A cleft palate deformity can include the hard palate that is at the front portion of the roof of the mouth as well as the soft palate that is found in the back portion of the roof of the mouth.
A cleft palate can form on both sides of the mouth and may be accompanied with a cleft lip also.
What are the causes for a Cleft Palate?
Mostly the cause for a cleft palate or a cleft lip is unknown although it is strongly suspected to be related to a combination of environmental and genetic factors. Another potential cause for a cleft palate can be certain medications such as steroids, snit-seizure drugs or acne medications that the mother might be taking during the first trimester of the pregnancy.
Cleft palate is also suspected to develop as a result to exposure to certain chemicals or viruses when the fetus is developing inside the mother.

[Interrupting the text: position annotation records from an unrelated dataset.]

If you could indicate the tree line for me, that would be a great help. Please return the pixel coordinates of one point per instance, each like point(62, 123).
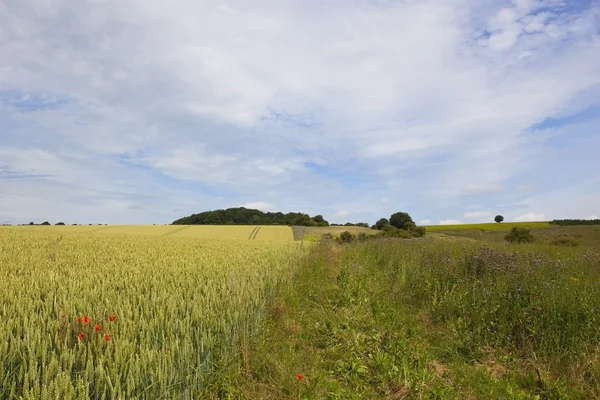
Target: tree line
point(570, 222)
point(247, 216)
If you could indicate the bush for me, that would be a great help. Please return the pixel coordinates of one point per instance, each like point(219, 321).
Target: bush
point(382, 223)
point(400, 219)
point(347, 237)
point(390, 231)
point(420, 231)
point(519, 235)
point(327, 236)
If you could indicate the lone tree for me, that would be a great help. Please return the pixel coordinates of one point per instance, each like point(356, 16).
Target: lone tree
point(382, 223)
point(401, 220)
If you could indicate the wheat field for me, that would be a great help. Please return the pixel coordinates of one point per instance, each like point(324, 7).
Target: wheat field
point(88, 314)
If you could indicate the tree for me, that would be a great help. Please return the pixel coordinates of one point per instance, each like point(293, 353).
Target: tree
point(400, 220)
point(519, 235)
point(382, 223)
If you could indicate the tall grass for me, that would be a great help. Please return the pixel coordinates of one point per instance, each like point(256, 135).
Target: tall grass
point(528, 298)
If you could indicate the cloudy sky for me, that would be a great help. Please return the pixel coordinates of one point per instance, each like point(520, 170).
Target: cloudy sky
point(144, 111)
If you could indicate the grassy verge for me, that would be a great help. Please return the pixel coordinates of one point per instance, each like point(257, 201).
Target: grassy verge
point(432, 319)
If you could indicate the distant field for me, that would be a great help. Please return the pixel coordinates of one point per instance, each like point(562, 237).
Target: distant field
point(315, 232)
point(504, 226)
point(241, 232)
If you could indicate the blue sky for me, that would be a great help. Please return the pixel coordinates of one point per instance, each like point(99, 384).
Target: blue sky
point(138, 111)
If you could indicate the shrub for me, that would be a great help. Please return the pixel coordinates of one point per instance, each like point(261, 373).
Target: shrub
point(420, 231)
point(564, 241)
point(390, 231)
point(347, 237)
point(382, 223)
point(519, 235)
point(400, 219)
point(327, 236)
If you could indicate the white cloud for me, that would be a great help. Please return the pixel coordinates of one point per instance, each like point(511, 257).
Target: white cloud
point(476, 214)
point(530, 217)
point(259, 205)
point(483, 188)
point(341, 214)
point(214, 104)
point(450, 222)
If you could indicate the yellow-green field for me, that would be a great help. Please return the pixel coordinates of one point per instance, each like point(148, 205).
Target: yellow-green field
point(186, 308)
point(504, 226)
point(238, 232)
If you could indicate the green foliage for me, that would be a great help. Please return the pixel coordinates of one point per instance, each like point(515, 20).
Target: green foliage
point(400, 220)
point(320, 220)
point(433, 319)
point(381, 223)
point(420, 231)
point(569, 222)
point(519, 235)
point(391, 231)
point(564, 241)
point(245, 216)
point(347, 237)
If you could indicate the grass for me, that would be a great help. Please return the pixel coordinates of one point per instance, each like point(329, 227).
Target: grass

Cleft palate can give rise to certain problems such as:
Food and drinks may pass from the back of the mouth to the nose due to the large gap between the bone formations of the palate in the roof of the mouth.

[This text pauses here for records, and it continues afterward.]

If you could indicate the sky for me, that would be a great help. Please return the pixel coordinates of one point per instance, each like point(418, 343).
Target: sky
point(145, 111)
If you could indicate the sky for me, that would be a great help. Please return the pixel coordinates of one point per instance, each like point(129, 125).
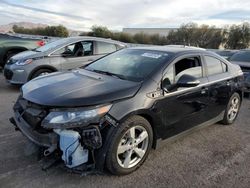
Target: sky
point(117, 14)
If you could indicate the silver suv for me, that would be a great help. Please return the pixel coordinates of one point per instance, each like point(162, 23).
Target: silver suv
point(63, 54)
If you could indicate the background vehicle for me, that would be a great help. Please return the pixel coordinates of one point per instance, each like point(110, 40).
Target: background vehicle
point(120, 106)
point(14, 44)
point(63, 54)
point(242, 58)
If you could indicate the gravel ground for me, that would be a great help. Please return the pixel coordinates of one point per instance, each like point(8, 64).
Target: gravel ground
point(214, 156)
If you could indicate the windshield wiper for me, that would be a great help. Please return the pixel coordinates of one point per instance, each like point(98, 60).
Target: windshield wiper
point(109, 74)
point(35, 50)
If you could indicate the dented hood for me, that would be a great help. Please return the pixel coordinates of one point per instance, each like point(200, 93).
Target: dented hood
point(77, 88)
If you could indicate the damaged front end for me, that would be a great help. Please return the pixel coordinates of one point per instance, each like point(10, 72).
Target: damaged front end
point(73, 133)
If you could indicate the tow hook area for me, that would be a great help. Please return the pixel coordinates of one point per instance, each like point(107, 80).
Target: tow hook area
point(12, 121)
point(73, 153)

Children with a cleft palate are more prone to develop ear infections as there are more chances of fluid accumulation in the middle ear. If left untreated for a long period of time these ear infections can lead to hearing loss in some cases.

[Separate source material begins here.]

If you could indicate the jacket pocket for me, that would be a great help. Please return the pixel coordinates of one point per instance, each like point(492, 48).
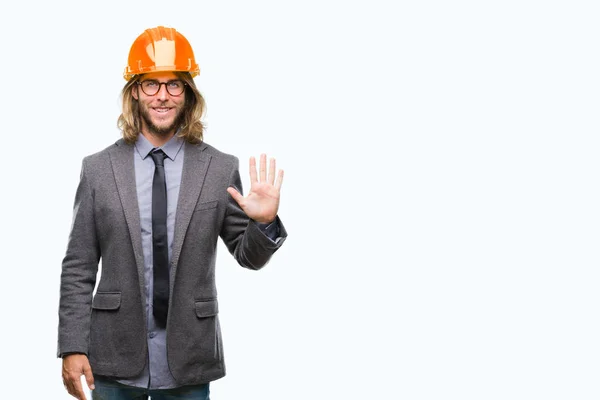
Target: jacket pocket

Cleft palate, or cleft lip, can cause speaking problems in children as their voices do not carry sufficiently and they might also get a nasal sound with the speech being difficult to understand.
Cleft palate can give rise to a number of cavities than normally seen and can also have missing, extra or malformed teeth which may require to be treated by a pediatric orthodontist.
How is a Cleft Palate diagnosed?
A Cleft palate is easily distinguishable due to its obvious physical signs. Other diagnostic techniques include doing a prenatal ultrasound to determine the presence of cleft palate in the fetus.
What is a Cleft Palate surgery procedure?
A cleft palate surgery is performed by a team of specialists including a cosmetic surgeon, otolaryngologist, oral surgeon, orthodontist, dentist, etc due to the large variety of portions of the mouth that need to be treated during it.
A cleft palate usually requires multiple surgeries performed over a course of 18 years. The initial surgery requires repairing the cleft palate when the baby is between 6-12 months old. This helps to create a normal palate and reduces the chances of fluid accumulation in the middle ear as well as helps in the normal development of the teeth and the facial bones.
Certain cases of cleft palate may require a bone graft at the age of around 8 years to fill the gum line in order to support the growth of permanent teeth as well as to stabilize the upper jaw.
Additional surgeries include procedures to improve the appearance of the lip and nose, close the gap between the mouth and nose and to restore normal breathing functions and to realign and stabilize the jaw.
Additional cosmetic surgery may be performed at the age of 18 years to hide the scars from the surgery.
What are the associated risks and complications of a Cleft Palate surgery?
As is seen in any kind of surgical procedure the cleft palate surgery may also carry risk of:
- Anesthetic allergy
Apart from these common surgical complications a few cases of cleft palate surgery may also give rise to asymmetrical reconstruction of the palate. Scarring may be seen more prominently depending on the quality of the child’s skin. Palate separation is also seen in very rare cases and may require a revision surgery to correct it.
What are the advantages and benefits of a Cleft Palate surgery?
A cleft palate surgery is very beneficial as it helps to mainly improve the appearance of the face. The secondary advantage of a cleft palate surgery is that it allows the child to breathe, talk and eat normally as well as preventing other related complications to develop in the future.